Économie

Coupures d’internet : les entreprises de télécommunications ont des responsabilités

L’Afrique est particulièrement touchée par les coupures d’internet, qui surviennent souvent en période d’élection ou de crise politique, et sur ordre du pouvoir. En vertu du droit international, les opérateurs télécoms ont pourtant le devoir de s’y opposer.

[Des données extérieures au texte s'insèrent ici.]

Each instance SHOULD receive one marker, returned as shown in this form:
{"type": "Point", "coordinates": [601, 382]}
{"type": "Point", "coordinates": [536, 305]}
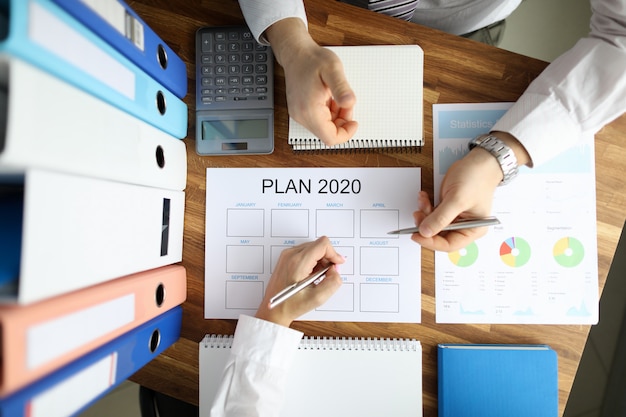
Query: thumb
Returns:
{"type": "Point", "coordinates": [440, 217]}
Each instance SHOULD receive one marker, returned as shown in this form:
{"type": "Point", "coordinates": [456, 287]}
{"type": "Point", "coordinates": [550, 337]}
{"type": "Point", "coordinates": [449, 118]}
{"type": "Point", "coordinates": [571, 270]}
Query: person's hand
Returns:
{"type": "Point", "coordinates": [318, 94]}
{"type": "Point", "coordinates": [467, 191]}
{"type": "Point", "coordinates": [295, 264]}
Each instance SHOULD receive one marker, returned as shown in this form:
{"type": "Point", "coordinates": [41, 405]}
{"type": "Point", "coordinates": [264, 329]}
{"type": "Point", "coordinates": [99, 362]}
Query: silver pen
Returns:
{"type": "Point", "coordinates": [459, 224]}
{"type": "Point", "coordinates": [296, 287]}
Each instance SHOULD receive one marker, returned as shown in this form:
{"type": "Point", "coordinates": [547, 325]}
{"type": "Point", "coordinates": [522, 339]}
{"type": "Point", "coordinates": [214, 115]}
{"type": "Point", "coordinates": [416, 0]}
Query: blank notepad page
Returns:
{"type": "Point", "coordinates": [388, 83]}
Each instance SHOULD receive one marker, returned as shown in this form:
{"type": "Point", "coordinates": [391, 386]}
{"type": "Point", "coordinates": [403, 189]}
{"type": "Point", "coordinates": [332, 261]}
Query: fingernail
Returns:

Mis à jour le 31 août 2022 à 10:54
Dr Aliou Diouf

Par Dr Aliou Diouf

Chercheur pour l'Afrique francophone, chargé des questions liées aux NTIC et aux droits de l'homme au sein de l'équipe Afrique, Business and Human Rights Resource Centre.

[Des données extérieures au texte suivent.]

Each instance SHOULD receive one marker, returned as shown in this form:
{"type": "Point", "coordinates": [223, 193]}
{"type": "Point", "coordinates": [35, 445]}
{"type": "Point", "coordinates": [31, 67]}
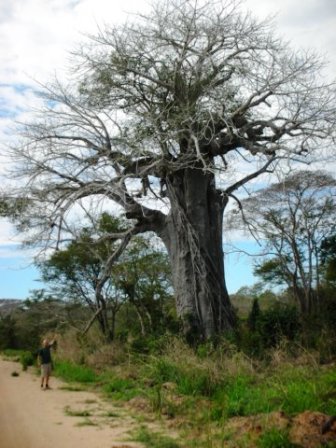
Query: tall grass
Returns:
{"type": "Point", "coordinates": [72, 372]}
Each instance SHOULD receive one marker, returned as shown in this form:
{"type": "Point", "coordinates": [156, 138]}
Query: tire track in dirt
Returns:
{"type": "Point", "coordinates": [34, 418]}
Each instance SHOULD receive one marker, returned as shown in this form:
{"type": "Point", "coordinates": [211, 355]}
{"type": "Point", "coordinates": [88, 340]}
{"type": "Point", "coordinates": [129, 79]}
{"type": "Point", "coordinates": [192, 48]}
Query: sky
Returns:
{"type": "Point", "coordinates": [36, 38]}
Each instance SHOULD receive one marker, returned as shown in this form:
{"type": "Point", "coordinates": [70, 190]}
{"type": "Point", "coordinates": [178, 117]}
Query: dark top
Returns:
{"type": "Point", "coordinates": [45, 355]}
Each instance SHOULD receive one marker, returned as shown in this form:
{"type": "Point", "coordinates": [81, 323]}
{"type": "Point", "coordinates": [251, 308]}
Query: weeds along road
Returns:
{"type": "Point", "coordinates": [57, 418]}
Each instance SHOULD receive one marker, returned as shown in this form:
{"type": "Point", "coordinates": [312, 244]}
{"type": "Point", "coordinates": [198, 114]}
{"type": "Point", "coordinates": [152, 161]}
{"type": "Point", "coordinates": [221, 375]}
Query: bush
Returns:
{"type": "Point", "coordinates": [74, 373]}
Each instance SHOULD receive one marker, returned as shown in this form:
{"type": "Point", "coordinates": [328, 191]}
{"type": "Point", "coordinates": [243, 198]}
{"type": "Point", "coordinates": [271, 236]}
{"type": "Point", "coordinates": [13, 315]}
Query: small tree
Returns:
{"type": "Point", "coordinates": [139, 275]}
{"type": "Point", "coordinates": [294, 218]}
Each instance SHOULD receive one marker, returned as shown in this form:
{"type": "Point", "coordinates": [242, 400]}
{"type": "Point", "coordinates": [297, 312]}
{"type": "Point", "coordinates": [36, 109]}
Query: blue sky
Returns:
{"type": "Point", "coordinates": [35, 39]}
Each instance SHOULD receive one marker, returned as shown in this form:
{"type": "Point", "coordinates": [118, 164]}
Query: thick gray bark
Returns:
{"type": "Point", "coordinates": [193, 237]}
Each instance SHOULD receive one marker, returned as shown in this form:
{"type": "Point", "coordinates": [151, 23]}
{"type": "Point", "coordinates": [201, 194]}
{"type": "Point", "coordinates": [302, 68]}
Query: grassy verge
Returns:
{"type": "Point", "coordinates": [198, 395]}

L’internet verrouillé (Illustration, 2016). © Adria Fruitos pour JA

À l’instar des autres régions du monde, l’Afrique connaît le phénomène récurrent des coupures délibérées d’internet. Ainsi, en 2018, 17 coupures d’internet ont été relevées en Afrique contre au moins 25 en 2019. Des pays comme l’Algérie, le Bénin, le Cameroun, la RDC, l’Éthiopie ont coupé internet à l’occasion d’élections présidentielles ou de crises politiques ou sociales aiguës.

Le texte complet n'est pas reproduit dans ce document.